Was verbindet diese beiden Murals in Köln-Ehrenfeld? Was verbindet die Edelweißpiraten mit dem NSA-Abhörskandel?
Die Edelweißpiraten waren eine Gruppe Jugendlicher, die sich nicht in die Hitlerjugend integrieren wollten und gegen den braunen Strom steuerten. Die Ehrenfelder Gruppe versteckte Juden und versorgte sie mit Lebensmitteln. Als sie einen Lastwagen mit Butter kaperten, wurden sie gefasst und am 10.11.1944 in der Nähe des Murals erhängt.
Was mir Angst macht, ist, dass es heute im Falle eines totalitären oder menschenfeindlichen Regimes gar nicht mehr möglich wäre, ein schwarzes Schaf zu sein; Kinder aus einem Ghetto zu schmuggeln; Verfolgte zu verstecken oder sie mit Lebensmitteln zu versorgen. In unserer hochdigitalisierten Welt würden wir innerhalb weniger Wochen oder Tagen auffliegen. Egal, ob online oder nicht, ob Handy oder nicht, ob Siri, Alexa oder sonst wer abgeschaltet wird – es würde auffallen, der NSA oder auch dem eigenen “Inlandschutz”
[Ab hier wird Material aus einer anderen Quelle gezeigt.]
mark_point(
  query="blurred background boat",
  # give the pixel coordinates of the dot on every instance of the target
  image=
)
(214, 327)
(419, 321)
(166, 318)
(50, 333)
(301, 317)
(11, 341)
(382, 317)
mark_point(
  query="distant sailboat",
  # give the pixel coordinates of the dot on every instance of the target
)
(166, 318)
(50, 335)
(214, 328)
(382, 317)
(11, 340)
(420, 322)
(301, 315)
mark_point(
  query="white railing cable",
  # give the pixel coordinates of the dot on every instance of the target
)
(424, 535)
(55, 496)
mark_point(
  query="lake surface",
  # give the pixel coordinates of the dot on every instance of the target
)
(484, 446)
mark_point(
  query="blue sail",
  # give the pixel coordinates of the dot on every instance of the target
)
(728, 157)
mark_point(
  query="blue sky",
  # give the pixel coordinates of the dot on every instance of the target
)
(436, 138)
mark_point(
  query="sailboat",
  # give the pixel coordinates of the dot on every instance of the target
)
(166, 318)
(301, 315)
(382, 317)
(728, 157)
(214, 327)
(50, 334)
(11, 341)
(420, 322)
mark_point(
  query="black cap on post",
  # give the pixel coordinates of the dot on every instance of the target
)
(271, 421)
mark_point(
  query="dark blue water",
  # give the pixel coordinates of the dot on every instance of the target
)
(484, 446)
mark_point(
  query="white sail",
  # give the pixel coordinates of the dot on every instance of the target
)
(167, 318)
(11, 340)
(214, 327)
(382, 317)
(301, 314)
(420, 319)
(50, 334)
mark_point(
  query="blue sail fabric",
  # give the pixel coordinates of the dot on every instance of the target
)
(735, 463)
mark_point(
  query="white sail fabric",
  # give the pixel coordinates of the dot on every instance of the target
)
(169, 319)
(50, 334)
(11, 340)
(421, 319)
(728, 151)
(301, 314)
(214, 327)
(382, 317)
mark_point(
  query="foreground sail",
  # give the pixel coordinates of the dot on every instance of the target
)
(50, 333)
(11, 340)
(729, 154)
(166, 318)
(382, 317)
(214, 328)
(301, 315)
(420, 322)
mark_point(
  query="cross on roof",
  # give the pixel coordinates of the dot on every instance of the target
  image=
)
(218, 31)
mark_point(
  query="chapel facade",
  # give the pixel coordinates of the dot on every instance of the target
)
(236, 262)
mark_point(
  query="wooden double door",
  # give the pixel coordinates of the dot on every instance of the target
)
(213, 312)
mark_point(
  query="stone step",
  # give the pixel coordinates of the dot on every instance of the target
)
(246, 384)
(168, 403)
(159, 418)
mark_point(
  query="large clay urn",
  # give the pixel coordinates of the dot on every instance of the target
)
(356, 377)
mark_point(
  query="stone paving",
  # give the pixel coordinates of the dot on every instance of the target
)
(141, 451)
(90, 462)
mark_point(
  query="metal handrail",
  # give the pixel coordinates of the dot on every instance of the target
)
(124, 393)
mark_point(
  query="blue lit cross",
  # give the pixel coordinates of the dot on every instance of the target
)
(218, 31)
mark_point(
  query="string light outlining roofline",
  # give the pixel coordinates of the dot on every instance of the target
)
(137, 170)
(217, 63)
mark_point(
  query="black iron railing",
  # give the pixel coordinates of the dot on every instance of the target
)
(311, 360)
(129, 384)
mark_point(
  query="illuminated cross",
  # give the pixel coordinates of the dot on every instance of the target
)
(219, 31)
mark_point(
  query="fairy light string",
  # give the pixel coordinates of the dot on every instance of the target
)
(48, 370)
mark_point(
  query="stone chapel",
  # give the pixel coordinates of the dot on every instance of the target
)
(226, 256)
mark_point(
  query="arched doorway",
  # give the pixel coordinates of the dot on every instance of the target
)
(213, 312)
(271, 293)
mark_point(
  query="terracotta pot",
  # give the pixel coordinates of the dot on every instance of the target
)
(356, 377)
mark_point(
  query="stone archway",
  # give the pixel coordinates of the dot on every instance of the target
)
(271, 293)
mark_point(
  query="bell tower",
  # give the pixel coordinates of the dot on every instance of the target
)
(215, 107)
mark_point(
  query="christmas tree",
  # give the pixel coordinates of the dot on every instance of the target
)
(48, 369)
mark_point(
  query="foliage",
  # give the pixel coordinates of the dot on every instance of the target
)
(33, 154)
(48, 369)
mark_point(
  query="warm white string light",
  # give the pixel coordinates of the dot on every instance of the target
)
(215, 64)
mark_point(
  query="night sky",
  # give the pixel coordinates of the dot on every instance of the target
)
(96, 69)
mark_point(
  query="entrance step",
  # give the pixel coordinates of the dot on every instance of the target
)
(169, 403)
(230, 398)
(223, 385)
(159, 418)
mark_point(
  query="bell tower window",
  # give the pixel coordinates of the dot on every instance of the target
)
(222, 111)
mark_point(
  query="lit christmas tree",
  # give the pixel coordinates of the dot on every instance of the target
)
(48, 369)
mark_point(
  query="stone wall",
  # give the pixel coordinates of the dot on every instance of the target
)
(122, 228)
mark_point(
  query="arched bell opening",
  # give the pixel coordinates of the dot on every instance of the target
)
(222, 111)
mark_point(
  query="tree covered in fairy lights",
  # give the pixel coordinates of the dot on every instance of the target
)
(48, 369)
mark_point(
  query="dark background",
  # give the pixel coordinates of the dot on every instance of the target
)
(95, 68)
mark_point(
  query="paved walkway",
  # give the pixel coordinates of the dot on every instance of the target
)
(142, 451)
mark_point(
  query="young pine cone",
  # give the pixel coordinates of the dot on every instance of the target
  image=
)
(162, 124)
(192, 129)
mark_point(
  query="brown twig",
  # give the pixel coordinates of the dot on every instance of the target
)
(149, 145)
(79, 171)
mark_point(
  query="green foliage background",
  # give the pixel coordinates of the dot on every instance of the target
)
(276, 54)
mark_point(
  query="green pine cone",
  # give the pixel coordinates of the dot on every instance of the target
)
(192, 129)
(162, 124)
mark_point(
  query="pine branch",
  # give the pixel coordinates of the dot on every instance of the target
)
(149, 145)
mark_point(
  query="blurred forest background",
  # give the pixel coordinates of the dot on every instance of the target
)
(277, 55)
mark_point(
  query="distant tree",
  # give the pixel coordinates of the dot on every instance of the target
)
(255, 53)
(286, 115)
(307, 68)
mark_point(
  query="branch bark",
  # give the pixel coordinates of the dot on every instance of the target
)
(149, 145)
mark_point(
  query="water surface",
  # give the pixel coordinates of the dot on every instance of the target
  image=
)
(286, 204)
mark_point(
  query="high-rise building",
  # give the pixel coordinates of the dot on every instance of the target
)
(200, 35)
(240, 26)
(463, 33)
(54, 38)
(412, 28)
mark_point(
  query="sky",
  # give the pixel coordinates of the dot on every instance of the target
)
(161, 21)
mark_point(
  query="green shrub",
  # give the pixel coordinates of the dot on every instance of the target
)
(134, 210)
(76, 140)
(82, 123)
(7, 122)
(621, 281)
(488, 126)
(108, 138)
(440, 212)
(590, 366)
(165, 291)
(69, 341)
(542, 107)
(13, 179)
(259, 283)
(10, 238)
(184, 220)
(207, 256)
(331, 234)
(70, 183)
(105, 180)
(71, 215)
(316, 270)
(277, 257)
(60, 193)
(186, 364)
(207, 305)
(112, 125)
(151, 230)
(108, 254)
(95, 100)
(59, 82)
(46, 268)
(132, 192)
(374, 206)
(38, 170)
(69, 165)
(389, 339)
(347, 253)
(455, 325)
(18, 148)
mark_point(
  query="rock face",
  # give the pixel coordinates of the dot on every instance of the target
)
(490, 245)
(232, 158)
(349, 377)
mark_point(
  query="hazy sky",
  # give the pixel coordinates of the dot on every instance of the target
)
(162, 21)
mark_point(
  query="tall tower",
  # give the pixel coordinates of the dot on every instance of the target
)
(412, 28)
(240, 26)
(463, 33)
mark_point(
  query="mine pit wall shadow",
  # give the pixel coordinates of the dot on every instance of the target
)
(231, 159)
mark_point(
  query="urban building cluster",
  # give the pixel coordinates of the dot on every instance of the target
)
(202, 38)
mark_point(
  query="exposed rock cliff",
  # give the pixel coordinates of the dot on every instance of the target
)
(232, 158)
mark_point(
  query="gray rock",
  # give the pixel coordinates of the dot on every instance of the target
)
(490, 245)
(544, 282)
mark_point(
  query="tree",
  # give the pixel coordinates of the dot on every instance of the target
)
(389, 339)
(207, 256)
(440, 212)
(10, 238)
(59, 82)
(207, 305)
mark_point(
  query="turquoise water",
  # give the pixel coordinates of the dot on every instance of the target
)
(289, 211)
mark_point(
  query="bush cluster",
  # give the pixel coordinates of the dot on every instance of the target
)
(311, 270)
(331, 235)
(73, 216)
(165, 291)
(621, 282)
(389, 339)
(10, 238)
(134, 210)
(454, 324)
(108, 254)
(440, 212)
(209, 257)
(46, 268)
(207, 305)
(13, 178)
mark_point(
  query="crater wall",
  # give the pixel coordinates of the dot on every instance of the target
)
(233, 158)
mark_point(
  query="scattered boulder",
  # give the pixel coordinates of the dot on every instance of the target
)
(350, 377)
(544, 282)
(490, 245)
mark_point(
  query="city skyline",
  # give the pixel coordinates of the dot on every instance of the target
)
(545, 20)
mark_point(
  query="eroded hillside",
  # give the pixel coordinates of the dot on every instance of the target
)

Street Art macht nachdenklich, will provozieren. Sie hat eine Aussage, oft einen politischen oder gesellschaftskritischen Anspruch. All das erfahren wir bei unserer geführten Tour durch Ehrenfeld. Wir, das ist eine Gruppe Reisblogger aus NRW, die sich Ende August in Köln zum Kennenlernen und Unterstützen getroffen hat. Reiseblogger sind meist von Street Art fasziniert, Köln ist eine der Hotspots Deutschlands in der Szene: Was also liegt näher, als ein Treffen der Reiseblogger NRWs mit einer Street-Art Ehrenfeld Tour zu verbinden – selbst bezahlt wohlbemerkt!
Unsere Führerin kommt von City Leaks, einem Festival der Street Art, das alle zwei Jahre in Köln stattfindet. Das nächste wird 2019 sein. In den Anfängen, 2011, wurden noch Künstler eingeladen, heute müssen sie sich bewerben. Citiy Leaks achtet bei der Auswahl auf einen Mix aus lokalen und internationalen Künstlern. Die Materialien, von den Farben bis zu den Gerüsten werden gestiftet. Die Murals, wie die großen Wandbilder heißen, werden also legal mit dem Einverständnis der Besitzer, angebracht.
Das ist beim Graffiti eher nicht der Fall: Bei den Tags, den Writings, also den mehr oder weniger bunten Schriftzügen, die zum Beispiel entlang der Bahnstrecke an den Schallschutzwänden prangen, handelt es sich normalerweise um illegal angebrachte Farbe, zum Abgrenzen des Territoriums oder um sich selbst in der Szene einen Namen zu machen. Verstanden werden sie nur in der Szene. Street Art ist dagegen für alle da.
So ist sie manchmal auch einfach nur bunt und erheiternd, will unterhalten, verschönern, ins Reich der Träume entführen…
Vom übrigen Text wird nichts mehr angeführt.